For all of David Lee Roth’s happy-go-lucky antics on stage, many of his most recognizable songs — from Van Halen’s “Jamie’s Cryin'” and “Jump” to his solo version of “Just a Gigolo”/”I Ain’t Got Nobody” — have a darker edge.
“Jamie’s Cryin,'” from Van Halen’s eponymous 1978 debut, opened Side 2 with a hooky riff and the group’s trademark soaring chorus, courtesy of the vocal interplay between Roth and the departed Michael Anthony.
“It’s very happy sounding music, but I’m singing a sad song,” Roth says in this Radio Airlift clip. “Now, you’re compelled to consider — am I laughing at her? Or am I laughing with her? Am I laughing at the predicament? Should I be laughing? Should you be laughing with me? If you’re laughing with me, is it OK for your friends to see you laughing? Should they know that about you? There’s contrast to it.”
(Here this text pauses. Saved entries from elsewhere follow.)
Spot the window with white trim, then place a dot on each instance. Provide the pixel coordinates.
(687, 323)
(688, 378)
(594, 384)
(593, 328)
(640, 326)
That’s what drew Roth to the famous Louis Prima medley of “Just a Gigolo/I Ain’t Got Nobody,” with its “sad and lonely” lyric — which is likewise “juxtaposed with this very happy music,” Roth adds. “That’s what human beings are: They’re both at once.”
Prima first issued the medley on his 1956 album The Wildest!; Roth hit with it in 1985.
Roth adds that the story of “Jump,” the 1984 song that gave Van Halen its first-ever No. 1, was initially sparked by thoughts on a famous local spot where people went to threaten suicide — and that jerk in the back of the watching crowd who jokingly encourages the afflicted to go through with it.
“The best music contrasts the tone of the lyric with the tone of the music,” Roth says. “It’s easy to take happy music and sing happy lyrics. That works, but it’s almost predictable.”